The main objective of the Dissemination Plan is to provide a strategy and guideline for the dissemination of project results. During the first period of the project most dissemination activities were focused on creating public awareness of the project and it's overall objectives. The success of these activities is visible in several expressions of interest in the project results by external experts. In the second half of the project the dissemination activities will become more specific as results of the project are achieved. First scientific papers on thermal management in cutting tools and self-learning control are being published. For the co-ordination and planning of dissemination activities, a dissemination database was created.
Additionally the results of the Exploitation Strategy Seminar and the following discussion on exploitable results and IPR are reported in this deliverable. However, exploitation and IPR are subject to ongoing discussion in the consortium and the reported status can only represent the interim status.

 

Mid Term Report

Cooling lubrication is widely applied in cutting processes. However, conventional flood cooling causes environmental and health risks and high costs for coolant processing and disposal. Within the ConTemp project an internally cooled cutting tool in combination with a self-learning control is being developed. This innovative system reacts to changing process conditions and keeps the tool temperature constant. With a constant temperature gradient from the hot tool tip to the coolant channels in the cutting tool, thermal shock damage is minimised, thus achieving a better tool life.

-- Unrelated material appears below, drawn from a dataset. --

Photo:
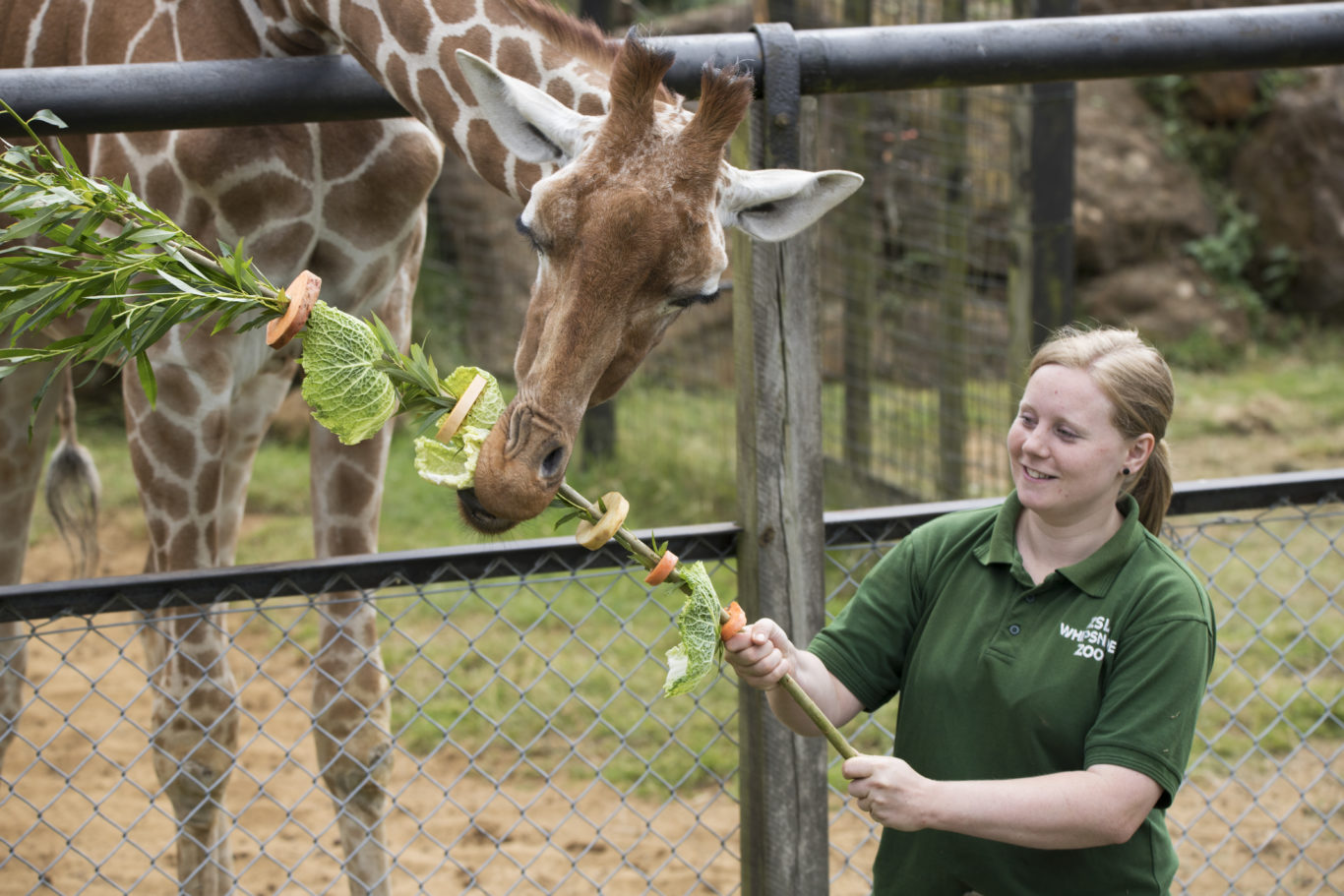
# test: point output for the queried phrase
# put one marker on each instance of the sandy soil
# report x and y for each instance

A closed coolant circuit avoids the release of coolant into the environment and at the same time the coolant is not contaminated by the process, simplifying supply and disposal.

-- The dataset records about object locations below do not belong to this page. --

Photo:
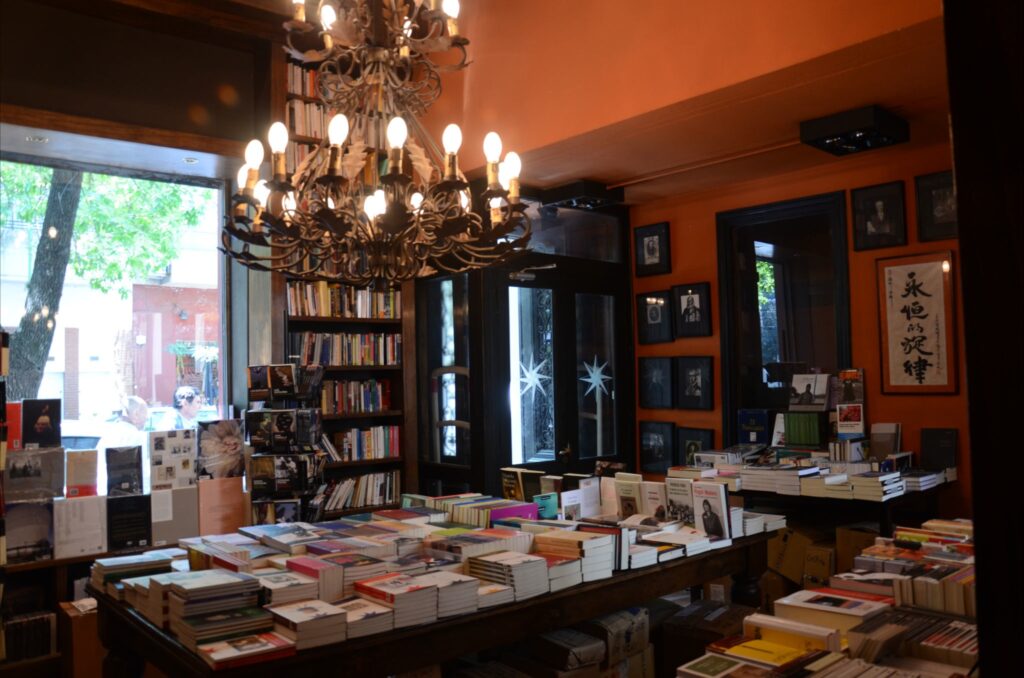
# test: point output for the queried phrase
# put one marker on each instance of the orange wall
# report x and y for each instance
(694, 259)
(545, 71)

In the first reporting period basic experiments were carried out in order to determine the heat distribution and other characteristic process data that are necessary for the design of the internally cooled tool. Simulations and bench top tests with internal cooling structures in cutting tools increase the process understanding and support the design of the cooling structures. Based on the process conditions determined in the basic experiments, CFD and FEM simulations of the cooling process were undertaken. Several manufacturing options and procedures and their advantages and disadvantages were identified and discussed. Based on an Artificial Neural Network (ANN), the control system structure was developed. First bench top tests with the self-learning algorithm demonstrated an excellent concurrence between predicted and measured temperatures, the deviation is better than 4°C for tool temperatures higher than 172°C with only 69 data entries used for training.

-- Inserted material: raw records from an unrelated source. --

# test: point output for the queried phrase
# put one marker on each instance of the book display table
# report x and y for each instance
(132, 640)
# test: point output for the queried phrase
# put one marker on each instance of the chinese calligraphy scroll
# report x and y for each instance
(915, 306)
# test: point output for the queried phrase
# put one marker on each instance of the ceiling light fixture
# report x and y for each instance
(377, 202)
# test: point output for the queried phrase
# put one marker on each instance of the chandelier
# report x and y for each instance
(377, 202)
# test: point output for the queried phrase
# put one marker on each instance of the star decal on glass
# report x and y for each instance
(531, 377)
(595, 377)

The first tool prototypes have been manufactured and will be applied in first tests under laboratory conditions for further optimisation. Three groups of materials have been identified to be used for the cutting tests and will be used to test the efficiency of the system in case studies later in the project: AlSi7 as a widely used material in the automotive industry, TiAl6V4 (the machining of which depends very much on efficient cooling) as a representative of applications for the automotive and aerospace sector and steel 38MnV as a common material in mechanical engineering.